Scene from Tokyo Story

A Masterclass in Stillness

If you’re used to the rapid-fire editing of a Marvel flick or even the sweeping melodramas of 1950s Hollywood, Tokyo Story will feel like a different planet. While MGM was busy promoting Technicolor spectacles like Singin' in the Rain, Ozu and his longtime screenwriter Kōgo Noda were stripping cinema down to its barest essentials.

There are these moments called "pillow shots"—still images of a train whistle, a laundry line, or a rooftop—that act as visual commas between scenes. They give you time to breathe and process the emotional weight of what just happened. It’s a philosophical choice. Ozu is telling us that the scenery remains the same whether we are happy or dying. There’s a profound sense of "Mono no aware" here—the Japanese term for the pathos of things and the awareness of impermanence.

One of the best "behind-the-scenes" tidbits I’ve found is that Ozu and Kōgo Noda reportedly hammered out this script at a seaside inn, fueled by staggering amounts of sake. There’s something beautifully human about the fact that such a sober, disciplined film was born from two friends getting tipsy and talking about how much life can hurt.

Scene from Tokyo Story

Why It Almost Stayed "Obscure"

It’s hard to believe now, but Tokyo Story was almost never seen outside of Japan. Exporting it was initially considered a bad move because it was deemed "too Japanese." Distributors thought Western audiences, accustomed to the grand narratives of directors like John Ford, wouldn't have the patience for a story about an old man sitting on a floor.

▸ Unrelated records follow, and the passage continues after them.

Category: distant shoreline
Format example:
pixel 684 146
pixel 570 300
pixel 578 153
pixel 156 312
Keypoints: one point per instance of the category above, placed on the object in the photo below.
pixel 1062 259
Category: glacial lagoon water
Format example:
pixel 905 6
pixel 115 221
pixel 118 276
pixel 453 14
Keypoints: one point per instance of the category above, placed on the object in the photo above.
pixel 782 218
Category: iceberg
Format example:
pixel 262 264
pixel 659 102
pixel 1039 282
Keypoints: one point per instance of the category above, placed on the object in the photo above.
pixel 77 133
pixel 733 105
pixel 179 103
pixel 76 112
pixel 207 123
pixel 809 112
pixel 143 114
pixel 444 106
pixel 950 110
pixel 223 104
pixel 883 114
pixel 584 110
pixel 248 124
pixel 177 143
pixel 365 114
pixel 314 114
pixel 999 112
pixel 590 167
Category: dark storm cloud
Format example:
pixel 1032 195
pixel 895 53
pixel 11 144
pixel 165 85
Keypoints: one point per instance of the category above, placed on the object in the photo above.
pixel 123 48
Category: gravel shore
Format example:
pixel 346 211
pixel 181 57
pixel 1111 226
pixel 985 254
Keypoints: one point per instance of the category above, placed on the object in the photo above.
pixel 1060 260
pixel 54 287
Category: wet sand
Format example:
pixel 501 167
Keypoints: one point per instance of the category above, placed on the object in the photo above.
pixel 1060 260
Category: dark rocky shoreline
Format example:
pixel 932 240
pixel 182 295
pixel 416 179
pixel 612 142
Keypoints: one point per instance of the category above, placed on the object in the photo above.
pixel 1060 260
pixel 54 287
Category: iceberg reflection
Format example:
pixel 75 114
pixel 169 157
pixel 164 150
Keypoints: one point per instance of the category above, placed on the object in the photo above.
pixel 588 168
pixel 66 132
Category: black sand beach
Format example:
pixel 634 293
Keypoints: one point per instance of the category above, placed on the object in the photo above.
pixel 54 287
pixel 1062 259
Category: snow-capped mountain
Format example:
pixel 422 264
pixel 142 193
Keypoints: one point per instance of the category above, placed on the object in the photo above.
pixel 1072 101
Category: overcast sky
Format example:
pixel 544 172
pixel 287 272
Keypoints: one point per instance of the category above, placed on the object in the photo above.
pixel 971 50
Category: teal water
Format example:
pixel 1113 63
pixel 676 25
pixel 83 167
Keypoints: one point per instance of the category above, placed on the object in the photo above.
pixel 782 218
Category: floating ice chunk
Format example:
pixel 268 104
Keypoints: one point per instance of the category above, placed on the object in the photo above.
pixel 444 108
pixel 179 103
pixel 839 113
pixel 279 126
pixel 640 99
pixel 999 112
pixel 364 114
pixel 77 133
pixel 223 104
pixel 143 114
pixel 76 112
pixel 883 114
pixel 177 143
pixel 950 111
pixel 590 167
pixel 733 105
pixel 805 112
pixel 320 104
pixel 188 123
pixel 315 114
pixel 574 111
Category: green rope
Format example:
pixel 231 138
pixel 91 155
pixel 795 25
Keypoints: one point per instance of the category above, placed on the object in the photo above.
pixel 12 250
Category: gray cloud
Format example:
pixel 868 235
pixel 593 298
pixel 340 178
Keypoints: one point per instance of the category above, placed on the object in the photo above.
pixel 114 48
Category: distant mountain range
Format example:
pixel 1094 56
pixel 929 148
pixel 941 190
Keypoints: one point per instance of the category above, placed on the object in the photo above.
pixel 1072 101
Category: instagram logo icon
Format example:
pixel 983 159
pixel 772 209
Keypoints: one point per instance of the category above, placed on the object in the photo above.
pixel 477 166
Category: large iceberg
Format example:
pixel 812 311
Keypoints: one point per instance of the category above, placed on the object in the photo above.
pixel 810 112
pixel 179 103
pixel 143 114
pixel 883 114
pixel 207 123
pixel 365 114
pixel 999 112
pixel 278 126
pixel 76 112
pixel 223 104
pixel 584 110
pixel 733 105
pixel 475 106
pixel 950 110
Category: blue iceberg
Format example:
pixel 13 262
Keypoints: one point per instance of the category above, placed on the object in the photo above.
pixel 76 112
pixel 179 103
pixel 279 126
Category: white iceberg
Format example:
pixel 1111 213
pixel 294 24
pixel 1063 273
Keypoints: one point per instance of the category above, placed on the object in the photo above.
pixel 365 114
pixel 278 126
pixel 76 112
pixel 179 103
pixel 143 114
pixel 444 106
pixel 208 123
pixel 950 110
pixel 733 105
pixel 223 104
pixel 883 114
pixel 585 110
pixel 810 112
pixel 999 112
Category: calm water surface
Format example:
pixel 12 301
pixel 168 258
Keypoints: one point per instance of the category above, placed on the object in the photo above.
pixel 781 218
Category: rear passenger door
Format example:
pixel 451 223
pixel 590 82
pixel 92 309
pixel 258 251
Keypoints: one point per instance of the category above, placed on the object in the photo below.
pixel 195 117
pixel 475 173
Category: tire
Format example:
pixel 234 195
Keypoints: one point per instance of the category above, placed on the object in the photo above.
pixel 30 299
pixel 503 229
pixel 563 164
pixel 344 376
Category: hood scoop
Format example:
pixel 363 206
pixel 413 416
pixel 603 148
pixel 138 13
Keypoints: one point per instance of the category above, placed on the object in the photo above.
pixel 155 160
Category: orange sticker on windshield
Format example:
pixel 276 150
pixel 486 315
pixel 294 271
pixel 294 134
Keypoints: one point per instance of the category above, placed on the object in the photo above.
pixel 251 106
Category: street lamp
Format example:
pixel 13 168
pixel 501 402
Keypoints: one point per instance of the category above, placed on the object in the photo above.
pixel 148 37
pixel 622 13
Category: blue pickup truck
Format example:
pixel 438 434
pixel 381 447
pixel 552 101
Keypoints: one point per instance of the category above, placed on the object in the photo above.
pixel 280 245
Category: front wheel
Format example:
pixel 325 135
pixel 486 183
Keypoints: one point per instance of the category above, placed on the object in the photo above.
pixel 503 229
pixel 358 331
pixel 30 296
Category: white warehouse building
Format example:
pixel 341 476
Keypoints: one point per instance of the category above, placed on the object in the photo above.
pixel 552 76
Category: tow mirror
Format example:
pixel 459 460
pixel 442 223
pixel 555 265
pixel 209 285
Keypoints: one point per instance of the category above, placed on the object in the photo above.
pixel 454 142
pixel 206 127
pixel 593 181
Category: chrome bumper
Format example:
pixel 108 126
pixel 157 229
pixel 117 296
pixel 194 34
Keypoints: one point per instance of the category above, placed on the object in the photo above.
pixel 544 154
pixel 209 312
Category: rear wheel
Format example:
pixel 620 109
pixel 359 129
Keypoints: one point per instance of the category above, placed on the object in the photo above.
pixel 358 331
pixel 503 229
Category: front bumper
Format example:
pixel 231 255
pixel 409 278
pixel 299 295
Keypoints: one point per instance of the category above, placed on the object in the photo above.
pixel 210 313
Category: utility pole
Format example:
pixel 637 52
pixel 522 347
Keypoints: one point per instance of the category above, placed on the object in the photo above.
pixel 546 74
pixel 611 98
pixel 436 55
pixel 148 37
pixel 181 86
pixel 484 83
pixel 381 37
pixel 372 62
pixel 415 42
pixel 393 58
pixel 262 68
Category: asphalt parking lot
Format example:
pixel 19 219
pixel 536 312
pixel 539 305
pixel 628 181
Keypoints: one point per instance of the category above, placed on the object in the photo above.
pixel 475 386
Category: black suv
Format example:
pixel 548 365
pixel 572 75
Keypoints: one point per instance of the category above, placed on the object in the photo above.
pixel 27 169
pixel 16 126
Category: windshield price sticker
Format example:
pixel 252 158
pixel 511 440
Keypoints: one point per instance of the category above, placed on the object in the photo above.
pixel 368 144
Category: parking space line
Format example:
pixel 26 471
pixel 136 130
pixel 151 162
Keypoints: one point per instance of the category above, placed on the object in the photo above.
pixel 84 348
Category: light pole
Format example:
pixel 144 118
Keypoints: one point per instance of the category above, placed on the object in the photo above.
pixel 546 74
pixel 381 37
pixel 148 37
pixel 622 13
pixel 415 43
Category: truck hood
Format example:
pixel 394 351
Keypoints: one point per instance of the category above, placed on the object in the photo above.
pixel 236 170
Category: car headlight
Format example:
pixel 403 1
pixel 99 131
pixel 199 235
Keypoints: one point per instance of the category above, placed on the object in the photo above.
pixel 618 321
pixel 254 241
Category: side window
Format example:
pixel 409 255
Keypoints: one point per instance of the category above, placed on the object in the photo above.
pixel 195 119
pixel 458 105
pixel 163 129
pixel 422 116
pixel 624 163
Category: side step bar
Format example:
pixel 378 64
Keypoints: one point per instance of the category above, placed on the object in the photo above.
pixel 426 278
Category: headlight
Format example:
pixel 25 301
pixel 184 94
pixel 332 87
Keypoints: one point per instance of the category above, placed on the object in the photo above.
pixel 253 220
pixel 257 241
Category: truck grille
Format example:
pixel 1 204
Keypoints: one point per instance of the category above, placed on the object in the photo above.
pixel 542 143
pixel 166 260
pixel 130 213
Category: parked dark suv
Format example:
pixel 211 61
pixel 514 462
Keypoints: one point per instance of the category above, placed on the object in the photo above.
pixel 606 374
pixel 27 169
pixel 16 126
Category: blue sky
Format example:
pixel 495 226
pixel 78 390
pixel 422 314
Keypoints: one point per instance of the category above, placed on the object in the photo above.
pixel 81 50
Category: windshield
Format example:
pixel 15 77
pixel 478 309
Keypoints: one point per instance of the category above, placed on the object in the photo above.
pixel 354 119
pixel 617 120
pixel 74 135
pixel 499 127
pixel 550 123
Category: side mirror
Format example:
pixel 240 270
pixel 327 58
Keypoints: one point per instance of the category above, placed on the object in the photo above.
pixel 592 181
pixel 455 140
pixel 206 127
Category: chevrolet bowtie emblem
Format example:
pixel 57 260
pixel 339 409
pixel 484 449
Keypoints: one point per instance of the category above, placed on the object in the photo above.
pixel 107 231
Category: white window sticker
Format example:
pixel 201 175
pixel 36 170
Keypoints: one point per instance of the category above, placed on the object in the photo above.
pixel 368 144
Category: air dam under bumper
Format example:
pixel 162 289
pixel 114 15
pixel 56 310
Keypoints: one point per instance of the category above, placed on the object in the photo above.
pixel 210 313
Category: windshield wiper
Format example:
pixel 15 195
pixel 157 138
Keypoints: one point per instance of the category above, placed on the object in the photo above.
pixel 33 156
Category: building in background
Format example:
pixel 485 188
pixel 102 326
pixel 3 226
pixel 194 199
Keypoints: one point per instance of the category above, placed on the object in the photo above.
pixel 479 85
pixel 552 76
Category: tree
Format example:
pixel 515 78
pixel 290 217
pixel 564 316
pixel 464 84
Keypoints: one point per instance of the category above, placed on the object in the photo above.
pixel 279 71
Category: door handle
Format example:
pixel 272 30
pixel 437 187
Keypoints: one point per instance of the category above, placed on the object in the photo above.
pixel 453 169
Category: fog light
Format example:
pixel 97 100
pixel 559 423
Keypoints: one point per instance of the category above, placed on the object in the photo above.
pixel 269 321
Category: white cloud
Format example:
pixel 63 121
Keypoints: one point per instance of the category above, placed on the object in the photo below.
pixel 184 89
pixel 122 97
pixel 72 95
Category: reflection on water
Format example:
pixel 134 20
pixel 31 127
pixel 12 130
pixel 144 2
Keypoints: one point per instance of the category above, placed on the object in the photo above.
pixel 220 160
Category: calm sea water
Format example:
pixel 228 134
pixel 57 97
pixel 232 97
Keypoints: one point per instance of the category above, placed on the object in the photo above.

It wasn't until the film finally hit a London festival in the late 1950s—years after its release—that the world realized it was looking at a universal masterpiece. It turns out that the feeling of your kids outgrowing you is a concept that translates quite well across any border. Ironically, the film was heavily influenced by a 1937 Hollywood movie called Make Way for Tomorrow, but while the American version leans into the sentimentality, Ozu keeps his distance. He lets the silence do the screaming.

9.5 /10

Masterpiece

The ending of Tokyo Story doesn't offer a tidy resolution or a big emotional payoff. Instead, it leaves you with a lingering, hollow ache in your chest. It’s the kind of film that makes you want to call your parents immediately, even if only to listen to them complain about the weather. It asks the big, scary philosophical questions: At what point do we stop being people to our families and start being burdens? Is the loneliness of old age just the tax we pay for living a long life? It’s not a "fun" watch in the traditional sense, but it’s a necessary one. If you can survive the first twenty minutes of adjustment to its pace, I promise it will stay with you longer than almost any other movie you'll see this year.